他站在一旁,同我一起等待,等待的是什么,连我自己也说不清。
他敏捷地脱下风衣,轻轻地披在我身上,却被我挡掉。只因我知道,他亦需要。
“乖轻儿,披上。”他说着,继续刚才的动作。我无奈,任他披上。他的神色很专注,很小心地整了好一会儿,发现衣襟歪了一点,微笑地整好,又整,方才满意。
我有些心慌,今夜的他,温柔的不正常。
他扳过我的肩,我知道他有话要说。
他忽然说:“被最亲的人抛弃是什么感觉,轻儿,请告诉我?”
“……”我猜不到他说这话的意图。
“轻儿,我宁愿做个孤儿,彻头彻底的孤儿。“他一顿,”你一定不知道吧,我是有娘亲的,为了追逐荣华,把我安在了这里,我真的好恨。”他的头已靠在了我的肩上,发出低低的啜泣声。我第一次见到这样脆弱的他,禁不住怜惜,我轻轻地拍他的背,“别难过,你还有我。”
他蓦地抬头看我,明眸亮如璀璨的星辰,美的不可方物。然后他笑了,一改往日的低落情绪。我有种上当受骗的感觉。
“哈欠。”我捂住嘴巴,躲开他探寻的目光。
“感冒了?也好,就当给你的教训,以后就乖乖听话了。”他自信满满的样子,“我送你回去吧。”
“不好。”我果断答道,“我回不去了。”目光瞟了他一下,“这个时候回去,即使爬窗,也容易被发现。”
“那你想怎样?”我玩心大起,道,“上次你生日的许愿不是没帮你实现么先在就补偿给你好了。”
“现在?你这种状态?”他打断她,毫不客气地说。
“你很欠扁。”我盯住他。
“可你有这种机会么?”
他的确很欠扁。我恨恨地想。“你看我有没有?”话逼,我野狼一遍向他扑来,而他竟没躲开,砰地一声,他被我重重地压在地上。我的唇正紧紧贴着他的。他纤长浓密的睫毛猛地颤了一下。
我脸一红,怒瞪他,“怎么不躲?”
“躲了有个人会失望的,”他嬉皮笑脸地冲我眨眼。
我欲起身,却被他拉下,“乖乖躺下,我又不会吃了你。”初吻没了。我又怨又气,只瞪着他。

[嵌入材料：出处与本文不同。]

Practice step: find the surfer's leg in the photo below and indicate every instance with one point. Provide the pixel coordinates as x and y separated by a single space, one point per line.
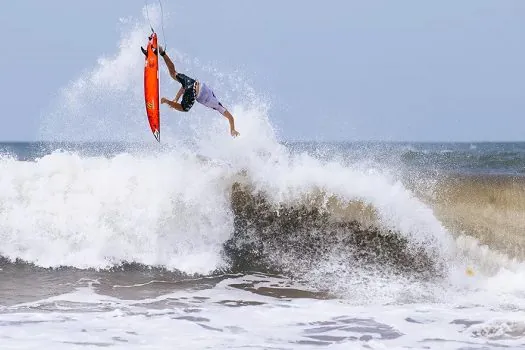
228 116
172 104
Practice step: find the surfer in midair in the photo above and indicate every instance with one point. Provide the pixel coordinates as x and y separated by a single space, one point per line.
193 90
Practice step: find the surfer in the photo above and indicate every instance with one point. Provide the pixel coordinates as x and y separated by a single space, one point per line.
193 90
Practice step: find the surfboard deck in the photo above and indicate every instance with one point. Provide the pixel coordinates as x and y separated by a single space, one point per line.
151 85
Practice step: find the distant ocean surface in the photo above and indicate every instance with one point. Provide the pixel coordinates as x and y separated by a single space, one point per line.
280 246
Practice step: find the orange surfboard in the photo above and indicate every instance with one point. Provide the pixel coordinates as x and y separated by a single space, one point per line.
151 85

他好笑地望我一会,“轻儿,你知道么?第一次见你时我便有种特别的感觉,我想我们是不是在前世见过。”
“可你没有理我。”我有些生气。第一次?那是第一次么?当然,他不会知道,永远都不会。
“我很害怕,害怕遭你拒绝,你是那么孤傲的人,又那么偏执。”
“你在说你自己吧,秦伤。伤,你娘亲怎么会给你取这么古怪的名字?”
“我不知道。也许她认为我会是她的耻辱吧。”他笑得勉强。
“你应该好好爱自己的,伤,你很优秀。”
“是么?可她却不这么认为。”他笑得嘲讽。
我深深望他一眼,他眼角的忧伤,我全看在眼里。虽然很不喜欢那位不曾谋面的母亲,我还是说,“伤,相信我,她是爱你的。”
我要给他一个信念,一个活下去的理由。我相信人活着,只要有信念,就可以很开心。
“你不是她,不会知道。”他的眼神渐渐发冷,几乎结出冰来。
按道理我是不是该回敬一句“你也不是我,怎么知道我不知道”此刻我却没了心情。胸口有些堵塞,他的漠然让我觉得陌生,仿佛我们从来不相干。

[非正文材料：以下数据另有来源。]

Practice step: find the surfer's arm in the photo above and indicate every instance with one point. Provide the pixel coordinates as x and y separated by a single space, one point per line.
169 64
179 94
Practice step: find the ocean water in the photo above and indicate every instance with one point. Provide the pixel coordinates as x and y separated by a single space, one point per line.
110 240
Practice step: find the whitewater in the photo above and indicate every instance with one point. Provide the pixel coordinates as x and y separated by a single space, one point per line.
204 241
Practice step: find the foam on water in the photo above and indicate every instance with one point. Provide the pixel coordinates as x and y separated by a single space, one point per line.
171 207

我有些冷了,起身,紧了紧衣服,头也不回地说,“我累了,要回去休息了。”
刚欲走,被一双手从背后抱住,那样苍白却异常有力的一双手啊。我一惊,没有挣脱,亦没有动。
“对不起。”他说,头靠在我肩上,他不再开口。
我任他抱着,亦没有开口。
黑雾又在蔓延,延伸……终于掩盖了整片天空。夜,又在一点一点地加深了。
我们都没有动,干立在那里,仿若一对雕塑。
夜,已经很深很深了。风渐渐吹冷,我的心中却有一股温暖的东西慢慢升腾。
我终于道,“不打算放开我了么?”
见他没反应,我轻轻推他一下。然后有个人重重向后倒去。我慌了,撑起他,他仍没有动弹。下意识里伸手摸了摸他的额,火焰般滚烫。我迅速抽回手,揽过他,扶住他的肩膀,吃力地往前走,他全身的重量似乎都集中在我的肩上,不出几步,汗已涔涔而下。我苦叹一声,继续这艰辛的路途。从这片草地到宿舍也不过几百米,此刻显得望尘莫及。远处一人影将近,我慌乱地带他躲进草丛,狐疑地到处看。身影四处望了望,挠了挠头,走了。松了口气,好笑自己无聊的举动。摸了摸他的额,比方才更烫了,借着月光,他的面颊泛着缕缕红晕,醉酒般嫣红。他的眉微微皱起,我不自主地伸手去扶平,被他抓个正着,欲挣脱,换来更紧的握住,“不要走。”他喃喃道。我俯下身去听下文,他却不再吐一字。很想知道这样的人昏迷后会吐出怎样的真言,当然最后无法实现。他这病已拖不得了。
结果,他还是被发现了。无法言喻心中的感受,空荡荡的不似真实。只记得他的身体被人抬上了担架,救护车雪亮的白漆刺痛了我的眼,脑中真空什么也剩不下。不知道我们相握的手是怎样被分开的,无神地看着远去的救护车,追了几步,重重跌在地上,忘了要爬起来。呆呆看着自己红肿的右手,那是他刚才握过的,奋力维护过的。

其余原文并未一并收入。